There’s also forward oil and reverse oil. Forward oil means the oil was applied starting at the foul line and going toward the pins. The reverse oil is just the opposite; it begins at the pins and goes back toward the foul line. The direction the oil is applied will also affect your ball’s trajectory.
The oil patterns you play on at your local bowling alley are usually pretty standard. They don’t vary too much from lane to lane. But when you start bowling in tournaments, you’ll see that there can be some significant differences from one tournament lane to the next.
- 1 Winding Road Oil Pattern- What Is It
- 2 How to Play on the Winding Road Pattern
- 3 Is the Winding Road Pattern for Beginners?

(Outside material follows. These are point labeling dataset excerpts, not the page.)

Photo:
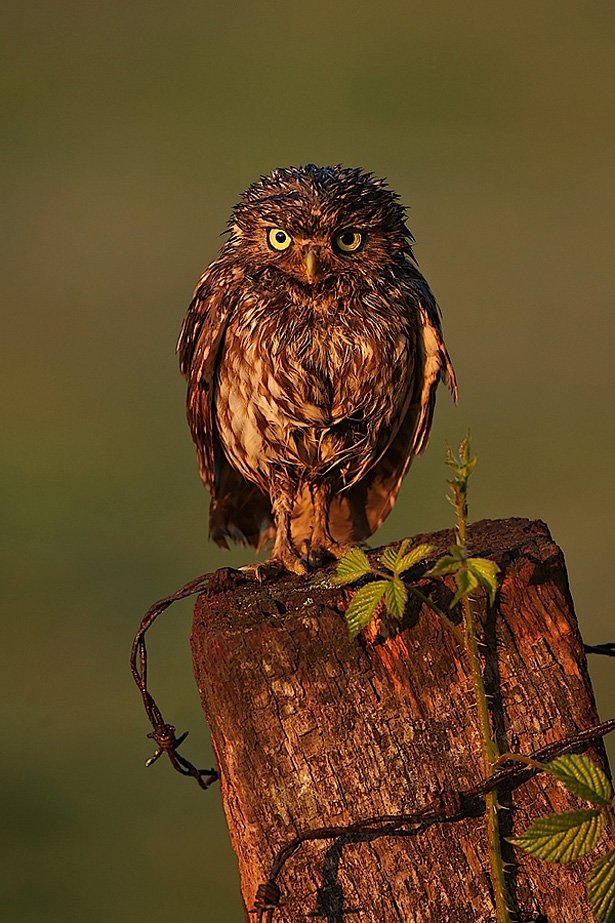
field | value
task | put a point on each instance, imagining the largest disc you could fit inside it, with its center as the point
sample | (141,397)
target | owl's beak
(313,269)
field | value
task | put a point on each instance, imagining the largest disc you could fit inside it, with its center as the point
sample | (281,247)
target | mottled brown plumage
(313,350)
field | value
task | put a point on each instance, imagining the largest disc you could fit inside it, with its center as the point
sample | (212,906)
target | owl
(313,350)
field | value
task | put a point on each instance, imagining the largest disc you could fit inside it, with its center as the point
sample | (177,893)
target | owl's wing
(359,512)
(198,346)
(238,510)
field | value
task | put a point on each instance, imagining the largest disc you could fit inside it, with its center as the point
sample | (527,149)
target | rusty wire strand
(447,807)
(163,733)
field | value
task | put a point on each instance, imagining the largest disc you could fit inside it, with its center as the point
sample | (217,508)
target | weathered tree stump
(311,729)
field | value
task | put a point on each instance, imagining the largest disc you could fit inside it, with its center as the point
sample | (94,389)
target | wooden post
(311,729)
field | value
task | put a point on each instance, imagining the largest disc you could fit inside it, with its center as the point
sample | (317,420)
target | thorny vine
(446,807)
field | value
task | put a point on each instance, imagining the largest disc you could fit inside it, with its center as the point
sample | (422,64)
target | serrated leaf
(412,557)
(396,597)
(390,556)
(446,565)
(351,567)
(562,837)
(601,888)
(363,605)
(485,571)
(466,583)
(583,777)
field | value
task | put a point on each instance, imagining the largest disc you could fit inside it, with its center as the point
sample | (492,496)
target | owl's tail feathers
(239,511)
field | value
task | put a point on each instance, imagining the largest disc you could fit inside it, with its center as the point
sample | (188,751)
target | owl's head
(312,223)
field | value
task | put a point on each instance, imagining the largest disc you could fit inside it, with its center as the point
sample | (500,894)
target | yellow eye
(348,241)
(278,239)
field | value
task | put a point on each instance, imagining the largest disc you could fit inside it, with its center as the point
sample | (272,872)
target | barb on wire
(164,734)
(447,807)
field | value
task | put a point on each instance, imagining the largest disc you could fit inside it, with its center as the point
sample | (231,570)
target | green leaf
(446,565)
(601,888)
(485,572)
(583,777)
(396,597)
(390,557)
(414,556)
(466,583)
(562,837)
(351,567)
(363,606)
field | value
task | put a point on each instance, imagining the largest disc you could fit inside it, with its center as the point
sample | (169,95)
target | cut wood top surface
(313,729)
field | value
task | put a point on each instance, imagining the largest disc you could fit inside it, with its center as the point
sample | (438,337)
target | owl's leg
(323,545)
(282,493)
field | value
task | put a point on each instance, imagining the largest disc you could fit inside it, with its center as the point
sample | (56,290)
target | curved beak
(313,269)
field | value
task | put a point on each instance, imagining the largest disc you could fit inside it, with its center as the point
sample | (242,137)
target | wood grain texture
(311,729)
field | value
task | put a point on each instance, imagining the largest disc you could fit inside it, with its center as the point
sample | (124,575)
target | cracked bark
(311,729)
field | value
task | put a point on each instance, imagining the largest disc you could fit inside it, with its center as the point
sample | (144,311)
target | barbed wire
(448,806)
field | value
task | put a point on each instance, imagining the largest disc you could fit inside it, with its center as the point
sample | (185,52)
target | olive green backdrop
(131,128)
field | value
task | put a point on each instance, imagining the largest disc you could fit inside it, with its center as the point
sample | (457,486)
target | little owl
(313,350)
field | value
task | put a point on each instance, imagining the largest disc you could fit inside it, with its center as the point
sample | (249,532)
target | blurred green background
(131,128)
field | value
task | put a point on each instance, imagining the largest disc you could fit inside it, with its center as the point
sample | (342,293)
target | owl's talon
(274,567)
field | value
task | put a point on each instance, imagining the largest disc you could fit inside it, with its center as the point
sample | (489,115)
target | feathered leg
(323,545)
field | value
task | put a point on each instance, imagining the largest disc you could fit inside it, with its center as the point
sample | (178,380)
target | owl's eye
(348,241)
(278,239)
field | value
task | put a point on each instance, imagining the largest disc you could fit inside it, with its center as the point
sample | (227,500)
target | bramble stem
(489,745)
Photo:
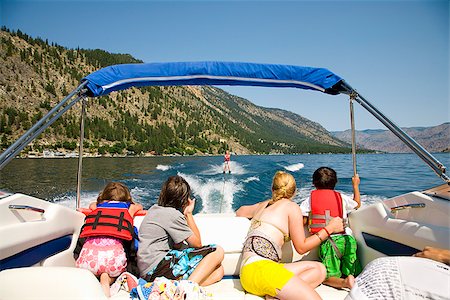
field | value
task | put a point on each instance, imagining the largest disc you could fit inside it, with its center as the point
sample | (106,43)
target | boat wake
(163,167)
(216,194)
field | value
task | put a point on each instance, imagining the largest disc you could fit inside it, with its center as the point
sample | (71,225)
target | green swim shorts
(348,264)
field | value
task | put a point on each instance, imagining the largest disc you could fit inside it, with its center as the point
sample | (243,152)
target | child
(338,253)
(275,222)
(169,240)
(226,162)
(106,228)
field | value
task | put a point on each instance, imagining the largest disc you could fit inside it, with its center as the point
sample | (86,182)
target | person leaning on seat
(273,223)
(170,242)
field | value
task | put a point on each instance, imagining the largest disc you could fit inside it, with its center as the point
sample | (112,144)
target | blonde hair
(283,186)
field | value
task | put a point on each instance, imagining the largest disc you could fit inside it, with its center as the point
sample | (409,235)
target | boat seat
(49,283)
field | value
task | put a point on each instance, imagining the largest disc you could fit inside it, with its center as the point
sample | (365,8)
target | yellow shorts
(264,277)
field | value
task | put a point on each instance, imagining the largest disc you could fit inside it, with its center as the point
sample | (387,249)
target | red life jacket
(325,205)
(108,221)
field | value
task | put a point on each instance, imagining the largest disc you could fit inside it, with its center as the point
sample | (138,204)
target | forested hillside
(434,139)
(36,74)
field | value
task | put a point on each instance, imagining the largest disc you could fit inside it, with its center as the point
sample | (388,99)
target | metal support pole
(80,151)
(352,123)
(39,127)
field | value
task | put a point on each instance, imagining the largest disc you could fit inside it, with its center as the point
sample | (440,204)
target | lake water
(382,176)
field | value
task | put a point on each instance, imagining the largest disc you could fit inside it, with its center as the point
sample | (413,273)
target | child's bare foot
(349,282)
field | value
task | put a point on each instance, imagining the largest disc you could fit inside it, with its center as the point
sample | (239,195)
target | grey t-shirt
(160,229)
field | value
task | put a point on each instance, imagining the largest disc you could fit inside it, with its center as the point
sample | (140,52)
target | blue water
(382,176)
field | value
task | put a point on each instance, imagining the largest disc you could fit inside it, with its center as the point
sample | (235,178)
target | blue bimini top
(119,77)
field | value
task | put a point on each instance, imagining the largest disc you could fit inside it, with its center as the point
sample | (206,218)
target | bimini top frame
(119,77)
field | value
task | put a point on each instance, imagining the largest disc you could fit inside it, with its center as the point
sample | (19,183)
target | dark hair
(115,191)
(175,193)
(325,178)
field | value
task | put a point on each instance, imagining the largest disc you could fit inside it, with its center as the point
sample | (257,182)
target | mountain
(434,139)
(35,75)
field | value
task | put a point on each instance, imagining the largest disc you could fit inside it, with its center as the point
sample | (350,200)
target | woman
(170,242)
(275,222)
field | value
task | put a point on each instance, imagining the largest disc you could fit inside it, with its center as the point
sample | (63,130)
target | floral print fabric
(179,264)
(103,255)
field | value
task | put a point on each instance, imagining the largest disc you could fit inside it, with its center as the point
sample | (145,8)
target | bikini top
(256,223)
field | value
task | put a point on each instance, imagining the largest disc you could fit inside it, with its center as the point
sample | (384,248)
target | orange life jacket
(110,221)
(325,205)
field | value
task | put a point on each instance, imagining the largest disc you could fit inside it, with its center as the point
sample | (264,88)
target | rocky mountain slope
(36,74)
(434,139)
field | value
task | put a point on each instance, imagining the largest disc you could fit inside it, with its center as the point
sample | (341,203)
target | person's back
(103,251)
(338,253)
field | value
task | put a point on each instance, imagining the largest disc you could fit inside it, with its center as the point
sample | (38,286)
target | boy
(338,253)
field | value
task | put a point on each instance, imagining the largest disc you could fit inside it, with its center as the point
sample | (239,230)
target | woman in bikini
(275,222)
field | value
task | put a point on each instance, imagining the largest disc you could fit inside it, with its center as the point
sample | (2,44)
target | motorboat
(39,237)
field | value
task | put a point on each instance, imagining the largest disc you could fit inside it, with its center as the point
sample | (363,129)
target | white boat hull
(50,238)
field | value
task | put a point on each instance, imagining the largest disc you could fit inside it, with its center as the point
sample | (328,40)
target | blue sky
(395,53)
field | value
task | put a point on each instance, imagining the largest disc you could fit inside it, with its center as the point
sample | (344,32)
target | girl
(106,228)
(275,222)
(170,242)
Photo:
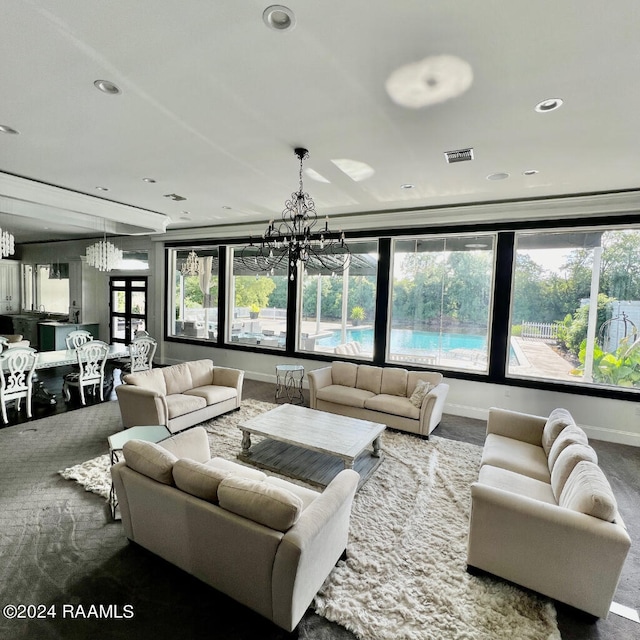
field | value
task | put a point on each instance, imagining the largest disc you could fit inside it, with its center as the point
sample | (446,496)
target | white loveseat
(179,396)
(380,394)
(543,514)
(263,541)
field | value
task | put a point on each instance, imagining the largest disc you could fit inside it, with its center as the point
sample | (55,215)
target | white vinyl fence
(541,330)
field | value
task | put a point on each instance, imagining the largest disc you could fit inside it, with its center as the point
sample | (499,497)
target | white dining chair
(17,366)
(92,357)
(77,338)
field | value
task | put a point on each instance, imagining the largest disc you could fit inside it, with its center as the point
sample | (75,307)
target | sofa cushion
(198,479)
(566,462)
(422,389)
(150,459)
(516,483)
(558,419)
(571,434)
(394,381)
(222,464)
(201,372)
(264,503)
(306,495)
(177,378)
(344,373)
(434,377)
(152,380)
(588,491)
(339,394)
(179,404)
(395,405)
(369,378)
(516,455)
(212,394)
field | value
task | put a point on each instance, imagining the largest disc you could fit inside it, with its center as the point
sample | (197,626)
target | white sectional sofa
(408,400)
(179,396)
(543,514)
(263,541)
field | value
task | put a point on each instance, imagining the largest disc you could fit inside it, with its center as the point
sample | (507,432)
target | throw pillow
(199,480)
(150,459)
(571,434)
(422,389)
(565,464)
(558,419)
(274,507)
(588,491)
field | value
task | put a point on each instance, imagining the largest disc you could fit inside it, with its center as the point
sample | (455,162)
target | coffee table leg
(246,442)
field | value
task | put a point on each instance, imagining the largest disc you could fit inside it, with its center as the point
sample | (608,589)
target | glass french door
(127,307)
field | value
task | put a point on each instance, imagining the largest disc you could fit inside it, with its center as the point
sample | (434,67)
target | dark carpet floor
(59,546)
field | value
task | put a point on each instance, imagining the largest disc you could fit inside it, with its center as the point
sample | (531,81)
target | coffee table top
(316,430)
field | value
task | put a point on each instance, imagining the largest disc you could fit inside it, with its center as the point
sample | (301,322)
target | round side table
(289,383)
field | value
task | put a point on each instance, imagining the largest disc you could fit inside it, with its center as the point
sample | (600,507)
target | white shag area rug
(405,574)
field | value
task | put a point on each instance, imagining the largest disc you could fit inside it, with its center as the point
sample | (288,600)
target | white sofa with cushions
(543,514)
(408,400)
(179,396)
(265,542)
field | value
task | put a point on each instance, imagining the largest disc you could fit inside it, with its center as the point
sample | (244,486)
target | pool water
(410,341)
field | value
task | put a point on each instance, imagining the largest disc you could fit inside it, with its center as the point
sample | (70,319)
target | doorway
(127,307)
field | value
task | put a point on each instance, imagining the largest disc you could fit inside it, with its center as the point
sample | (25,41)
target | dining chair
(92,357)
(77,338)
(17,366)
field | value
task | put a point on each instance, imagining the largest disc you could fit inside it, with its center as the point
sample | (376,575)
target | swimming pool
(409,341)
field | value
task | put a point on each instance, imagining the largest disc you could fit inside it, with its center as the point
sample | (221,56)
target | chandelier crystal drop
(104,256)
(294,242)
(7,244)
(191,266)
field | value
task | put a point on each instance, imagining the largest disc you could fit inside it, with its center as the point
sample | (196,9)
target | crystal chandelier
(191,266)
(294,241)
(104,255)
(7,244)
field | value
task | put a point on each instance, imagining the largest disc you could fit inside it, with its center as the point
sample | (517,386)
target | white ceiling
(213,102)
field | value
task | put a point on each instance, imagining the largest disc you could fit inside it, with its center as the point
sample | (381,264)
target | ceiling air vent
(461,155)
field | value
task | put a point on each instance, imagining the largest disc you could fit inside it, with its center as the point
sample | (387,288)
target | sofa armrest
(514,424)
(310,549)
(566,555)
(139,406)
(227,377)
(318,378)
(432,408)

- 4 Pros and Cons of Winding Road Pattern
- 5 Where to Play on the Winding Road Bowling Pattern
Winding Road Oil Pattern- What Is It
The Winding Road oil pattern is one of the most popular Kegel patterns. Kegel is the company that makes the machines that condition bowling lanes, so they know a thing or two about oil patterns!
Winding Road V1
The first version of the Winding Road is a 39-foot pattern that utilizes 22.45 ml of oil, with 12.10 ml of forward oil and 10.35 ml of reverse oil.
It’s got heavy combined oil up the middle of the lane up to about the 15-foot mark and then reverse oil from the 4-foot mark to the 14-foot mark all the way to the gutters. Then it tapers in from the 14th foot to the 30-foot mark, and the pattern is buffed out from there.
Winding Road V2
The second version of the Winding Road pattern is also 39 feet long. It utilizes 26.7 ml of oil in total, with 16.35 ml of forward oil and 10.35 ml of reverse oil.
The oil is very heavy at the beginning, with combined oil from the foul line to the 25-foot mark. After that, there’s a bit of reverse oil until the 39-foot mark. Of note is the fact that there’s a sizeable amount of reverse oil for about the first 30 feet of the pattern.
How to Play on the Winding Road Pattern
The short answer is that the Winding Road pattern makes it difficult to get into the pocket. The long answer is- it’s complicated. Let’s take a more in-depth look at how this pattern will affect your game and what you need to do to get your ball into the pocket for some strikes.
Rule of 31
The first thing you should do when faced with a new pattern is work out the rule of 31. Under this rule, you’ll subtract 31 from the total length (distance) of the oil pattern to get your breakpoint. The breakpoint in bowling is the point where your ball starts to make its turn toward the pocket.
Both Winding Road patterns are 39 feet long, so we would subtract 31 from 39 to get 8. This means that your breakpoint should be at the 8 board. That’s where you need to try to get your ball before it starts hooking toward the pins.
Adjust as Needed
You’ll need to adjust your target on the lane accordingly. If you’re used to aiming at the 10 or 11 board, you’ll need to adjust your target for the Winding Road pattern. The 8 board will be your new go-to spot.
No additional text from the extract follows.